Considérant ce qui suit :
Par un arrêté du 3 août 2023, le préfet des Pyrénées-Atlantiques a délivré à la société Agro 64 un permis de construire en vue de l’édification d’une unité de méthanisation sur le territoire de la commune d’Espoey. L’association Stop méthanisation Espoey et plusieurs personnes physiques ont demandé au tribunal administratif de Pau d’annuler cet arrêté. Par un jugement du 20 juin 2024, le tribunal administratif a sursis à statuer sur cette demande en application de l’article L. 600-5-1 du code de l’urbanisme, en invitant la société Agro 64 à justifier de la délivrance d’un permis de construire modificatif permettant d’assurer le respect des dispositions préliminaires de la section 2 applicable à la zone A du règlement du plan local d’urbanisme intercommunal du territoire d’Ousse Gabas. Le préfet des Pyrénées-Atlantiques a, par un arrêté du 13 décembre 2024, délivré à la société Agro 64 un permis de construire modificatif en vue, notamment, de régulariser le vice retenu par le tribunal, dont l’association Stop méthanisation Espoey et autres ont également demandé l’annulation. Par un jugement du 5 mai 2025, le tribunal administratif de Pau a condamné l’État à verser à l’association Stop méthanisation Espoey et autres une somme globale de 1 000 euros au titre de l’article L. 761-1 du code de justice administrative et a rejeté le surplus de leur demande. L’association Stop méthanisation Espoey et autres relèvent appel du jugement du 5 mai 2025 du tribunal administratif de Pau.

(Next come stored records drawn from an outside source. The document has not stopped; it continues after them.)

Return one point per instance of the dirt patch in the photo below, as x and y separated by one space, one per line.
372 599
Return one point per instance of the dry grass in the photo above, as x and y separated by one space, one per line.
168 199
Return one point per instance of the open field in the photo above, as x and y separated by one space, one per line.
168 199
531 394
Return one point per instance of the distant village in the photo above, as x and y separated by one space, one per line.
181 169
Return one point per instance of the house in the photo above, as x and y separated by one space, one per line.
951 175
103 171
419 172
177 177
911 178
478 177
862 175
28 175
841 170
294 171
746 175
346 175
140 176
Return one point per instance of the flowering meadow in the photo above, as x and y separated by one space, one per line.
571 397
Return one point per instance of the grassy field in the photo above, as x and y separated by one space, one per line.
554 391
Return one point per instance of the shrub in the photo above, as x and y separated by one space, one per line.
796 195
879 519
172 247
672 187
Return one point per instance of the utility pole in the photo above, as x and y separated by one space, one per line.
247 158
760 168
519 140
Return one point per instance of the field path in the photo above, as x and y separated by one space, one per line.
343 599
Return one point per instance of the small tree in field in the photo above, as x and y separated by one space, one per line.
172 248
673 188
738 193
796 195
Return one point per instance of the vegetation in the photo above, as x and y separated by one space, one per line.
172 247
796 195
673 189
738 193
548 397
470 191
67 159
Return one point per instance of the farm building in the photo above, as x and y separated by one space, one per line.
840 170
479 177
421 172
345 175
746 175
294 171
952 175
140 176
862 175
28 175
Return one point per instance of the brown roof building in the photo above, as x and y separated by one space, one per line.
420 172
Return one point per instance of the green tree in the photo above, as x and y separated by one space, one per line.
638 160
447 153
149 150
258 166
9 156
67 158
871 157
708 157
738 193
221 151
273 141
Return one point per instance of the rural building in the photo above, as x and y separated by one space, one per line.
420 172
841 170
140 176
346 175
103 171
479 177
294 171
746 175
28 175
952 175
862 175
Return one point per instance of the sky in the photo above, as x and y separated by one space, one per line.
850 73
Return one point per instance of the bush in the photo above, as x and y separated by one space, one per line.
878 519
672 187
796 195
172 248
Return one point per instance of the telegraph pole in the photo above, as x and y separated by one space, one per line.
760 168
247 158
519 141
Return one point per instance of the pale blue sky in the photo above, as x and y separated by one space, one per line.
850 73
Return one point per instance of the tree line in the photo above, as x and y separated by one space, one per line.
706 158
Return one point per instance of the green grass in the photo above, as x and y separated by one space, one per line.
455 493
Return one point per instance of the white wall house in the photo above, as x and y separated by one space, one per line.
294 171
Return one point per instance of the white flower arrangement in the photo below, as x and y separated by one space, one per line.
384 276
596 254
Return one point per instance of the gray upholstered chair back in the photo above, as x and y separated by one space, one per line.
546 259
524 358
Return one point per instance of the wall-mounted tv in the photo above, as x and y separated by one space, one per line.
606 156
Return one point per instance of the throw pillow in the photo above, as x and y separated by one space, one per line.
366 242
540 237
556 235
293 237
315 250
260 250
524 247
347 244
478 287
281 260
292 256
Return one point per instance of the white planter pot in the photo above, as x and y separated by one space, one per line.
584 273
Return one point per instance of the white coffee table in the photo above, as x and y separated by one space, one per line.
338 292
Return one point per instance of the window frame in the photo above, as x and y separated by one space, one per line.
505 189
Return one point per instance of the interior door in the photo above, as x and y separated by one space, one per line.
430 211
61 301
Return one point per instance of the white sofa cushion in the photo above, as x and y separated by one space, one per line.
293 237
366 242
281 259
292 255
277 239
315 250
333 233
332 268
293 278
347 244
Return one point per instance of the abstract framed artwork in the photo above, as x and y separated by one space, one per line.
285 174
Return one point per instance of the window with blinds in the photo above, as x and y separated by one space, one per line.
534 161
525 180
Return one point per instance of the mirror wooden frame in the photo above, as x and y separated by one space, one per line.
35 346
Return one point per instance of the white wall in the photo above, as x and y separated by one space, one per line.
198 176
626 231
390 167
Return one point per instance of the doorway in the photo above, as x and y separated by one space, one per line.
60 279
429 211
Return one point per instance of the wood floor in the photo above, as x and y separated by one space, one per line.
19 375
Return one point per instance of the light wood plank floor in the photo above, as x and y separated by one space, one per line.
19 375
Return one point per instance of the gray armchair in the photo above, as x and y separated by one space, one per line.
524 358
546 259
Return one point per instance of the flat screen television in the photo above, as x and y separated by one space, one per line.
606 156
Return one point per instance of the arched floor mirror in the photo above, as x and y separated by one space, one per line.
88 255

Par un arrêt n° 24BX02028 du 3 juin 2025, la cour administrative d’appel, saisie du jugement avant dire droit du 20 juin 2024, a annulé l’arrêté du 3 août 2023 en tant que le projet prévoit, pour le hangar, une toiture dont les pans ne respectent pas un rapport minimum 1/3 – 2/3 et a laissé à la société Agro 64 un délai expirant le 30 septembre 2025 pour régulariser ce vice « hors prétoire ». Par un arrêté du 11 décembre 2025, le préfet des Pyrénées-Atlantiques a délivré à la société Agro 64 un permis de construire modificatif en vue, d’une part, de régulariser le vice retenu par la cour et, d’autre part, de modifier les limites parcellaires et les bassins d’infiltration. Par un arrêté du 23 décembre 2025, le préfet des Pyrénées-Atlantiques a modifié l’arrêté du 11 décembre 2025 s’agissant de ses voies et délais de recours, pour prendre en compte l’entrée en vigueur de l’article L. 612-12-2 du code de l’urbanisme.
Par un mémoire enregistré le 9 février 2026, l’association Stop méthanisation Espoey et autres se sont désistés de leur requête. Ce désistement est pur et simple. Rien ne s’oppose à ce qu’il en soit donné acte.
DECIDE :
Article 1er :
Il est donné acte du désistement de la requête de l’association Stop méthanisation Espoey et autres.
Article 2 :
Le présent arrêt sera notifié à l’association Stop méthanisation Espoey, représentant unique, désignée en application de l’article R. 751-3 du code de justice administrative, à la ministre de la transition écologique, de la biodiversité, des négociations internationales sur le climat et la nature et à la société par actions simplifiée unipersonnelle Agro 64.
Copie en sera adressée au préfet des Pyrénées-Atlantiques.
Délibéré après l'audience du 12 mars 2026, à laquelle siégeaient :
Mme Balzamo, présidente,
Mme Molina-Andréo, présidente-assesseure,
M. Bureau, premier conseiller,
Rendu public par mise à disposition au greffe le 2 avril 2026.
Le rapporteur,
V. BUREAULa présidente,
E. BALZAMOLe greffier,
C. PELLETIER
La République mande et ordonne au préfet des Pyrénées-Atlantiques en ce qui le concerne ou à tous commissaires de justice à ce requis en ce qui concerne les voies de droit commun, contre les parties privées, de pourvoir à l'exécution de la présente décision.